All around him, the miners stood like rabbits frozen in the stare of a wolf. He lifted one corner of his mouth into a smile. Surely they’d seen Konkow women before. Perhaps it was only that they’d never seen so many in one place, or maybe it was that other thing Noa talked about—the way the Konkow women didn’t cover their breasts—that disturbed them.
"My son’s spirit is at peace?" said his mother by way of greeting.
Sakote smiled. "They’ve made Mati my kulem again in the white way."
His mother studied the faces of the miners. "These are good willa?" she asked.
"They are good willa."
The other white woman of Paradise Bar, Granny, trudged up behind him, grumbling like an old she-bear. "Don’t you boys got any manners at all?" She nudged him aside and stretched her hand out toward Sakote’s mother. "How-de-do, ma’am. My name’s Beatrice Elizabeth Cooper, but most folks call me Granny."
Sakote told his mother to give the woman her hand. Her eyes went wide as Granny pumped her arm vigorously up and down, but when the white woman finally let go, there was a twinkle in her gaze to match the stars.
"Come on, boys," Granny brayed. "Introduce yourselves."
His mother learned the hand-shaking ritual quickly, and some of the br
aver women of the village joined in as well. And though they couldn’t decipher the words of the miners, they understood well their hospitality when the white men offered them boiled ham with beans, oyster soup, and what was left of the peach pie.

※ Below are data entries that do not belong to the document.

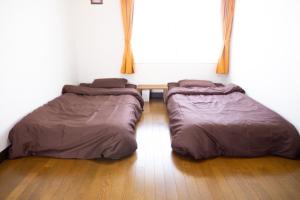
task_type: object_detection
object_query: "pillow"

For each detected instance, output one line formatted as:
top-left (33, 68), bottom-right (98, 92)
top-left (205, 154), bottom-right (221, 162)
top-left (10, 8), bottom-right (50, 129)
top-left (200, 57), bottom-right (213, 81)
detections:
top-left (168, 82), bottom-right (179, 90)
top-left (125, 83), bottom-right (137, 89)
top-left (79, 83), bottom-right (91, 87)
top-left (91, 78), bottom-right (127, 88)
top-left (178, 80), bottom-right (216, 87)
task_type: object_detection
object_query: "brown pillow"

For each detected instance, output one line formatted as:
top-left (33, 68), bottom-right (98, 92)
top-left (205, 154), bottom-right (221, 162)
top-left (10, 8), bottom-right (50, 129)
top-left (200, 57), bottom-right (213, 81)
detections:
top-left (91, 78), bottom-right (127, 88)
top-left (178, 80), bottom-right (216, 87)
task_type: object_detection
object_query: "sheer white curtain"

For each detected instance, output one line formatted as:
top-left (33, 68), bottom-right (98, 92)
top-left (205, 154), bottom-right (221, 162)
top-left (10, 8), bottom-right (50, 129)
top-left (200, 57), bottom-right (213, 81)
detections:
top-left (132, 0), bottom-right (222, 63)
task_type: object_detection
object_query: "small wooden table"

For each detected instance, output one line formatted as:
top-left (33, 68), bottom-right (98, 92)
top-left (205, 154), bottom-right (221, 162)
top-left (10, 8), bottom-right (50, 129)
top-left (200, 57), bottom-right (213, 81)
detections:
top-left (137, 84), bottom-right (168, 101)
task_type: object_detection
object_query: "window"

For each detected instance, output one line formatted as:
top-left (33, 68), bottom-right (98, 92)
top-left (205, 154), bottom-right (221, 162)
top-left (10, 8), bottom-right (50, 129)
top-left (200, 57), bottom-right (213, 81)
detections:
top-left (132, 0), bottom-right (222, 63)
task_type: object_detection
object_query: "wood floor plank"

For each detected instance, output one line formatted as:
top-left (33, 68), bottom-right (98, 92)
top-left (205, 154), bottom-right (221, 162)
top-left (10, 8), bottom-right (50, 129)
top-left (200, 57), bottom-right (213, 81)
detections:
top-left (0, 101), bottom-right (300, 200)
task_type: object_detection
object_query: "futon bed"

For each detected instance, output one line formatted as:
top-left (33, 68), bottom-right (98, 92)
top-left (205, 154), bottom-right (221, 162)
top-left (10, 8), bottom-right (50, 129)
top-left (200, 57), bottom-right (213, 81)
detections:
top-left (9, 79), bottom-right (143, 159)
top-left (166, 80), bottom-right (300, 159)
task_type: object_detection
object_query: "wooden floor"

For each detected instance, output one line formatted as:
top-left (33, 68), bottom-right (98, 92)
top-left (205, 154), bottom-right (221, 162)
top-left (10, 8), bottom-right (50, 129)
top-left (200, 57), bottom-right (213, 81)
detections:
top-left (0, 102), bottom-right (300, 200)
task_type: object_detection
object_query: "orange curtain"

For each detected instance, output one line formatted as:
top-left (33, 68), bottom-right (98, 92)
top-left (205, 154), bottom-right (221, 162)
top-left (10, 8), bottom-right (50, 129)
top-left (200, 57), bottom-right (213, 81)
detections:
top-left (121, 0), bottom-right (134, 74)
top-left (217, 0), bottom-right (235, 74)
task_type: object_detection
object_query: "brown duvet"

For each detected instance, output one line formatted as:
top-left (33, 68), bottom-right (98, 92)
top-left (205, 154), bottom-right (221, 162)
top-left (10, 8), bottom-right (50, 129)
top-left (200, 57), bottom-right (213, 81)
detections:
top-left (167, 84), bottom-right (300, 159)
top-left (9, 85), bottom-right (143, 159)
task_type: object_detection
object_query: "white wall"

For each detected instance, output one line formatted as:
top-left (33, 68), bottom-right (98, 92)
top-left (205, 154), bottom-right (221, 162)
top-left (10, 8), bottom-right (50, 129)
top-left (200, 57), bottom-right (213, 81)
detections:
top-left (230, 0), bottom-right (300, 131)
top-left (0, 0), bottom-right (76, 151)
top-left (73, 0), bottom-right (225, 83)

The Konkows had brought no food to contribute, but a few of the women gave strings of clamshells and feather ear ornaments to the miners.
The Konkow warriors, swiftly learning the custom Noa called toasting, grew more and more companionable, and soon they started up a hand game. The man named Frenchy took a keen interest in the game, though he lost much to the warriors, gambling away a brown glass bottle, six matches, and a small nugget of gold.
When the sun went to sleep, the miners built a huge fire. The man with the small black hat, Tom, began to make a song, blowing into a strange yalalu made of metal. Another miner joined him, making music upon a wooden box fitted with strings like a hunting bow. The sound was wondrous, and soon the people of his village started dancing and spinning before the fire. Noa and Towani joined their arms and began the skipping, turning dance of the whites, and before long, the white men and the Konkows danced together until they were breathless.
Because no celebration was complete without storytelling, Domem began to tell a Konkow tale. Sakote translated for the miners. He told the story of the foolish Konkow woman who abandoned her baby to chase after a butterfly. The butterfly turned into a man who led her to a valley filled with butterflies, and she became dazzled chasing them. The man abandoned her there, and she was lost forever in the valley.
Not to be outdone, Tom stood up and told a story filled with magical creatures—tiny bearded men with pots of gold and great lizards that breathed fire. Hintsuli had never sat so quietly for so long.
Sakote stifled a yawn, and his mother, sitting across the dwindling fire, smiled at him. She leaned over and spoke to her husband. The headman nodded, then rose to speak.
Sakote translated his message of thanks and peace to the white men. Then the Konkows left Paradise Bar as silently as they had come.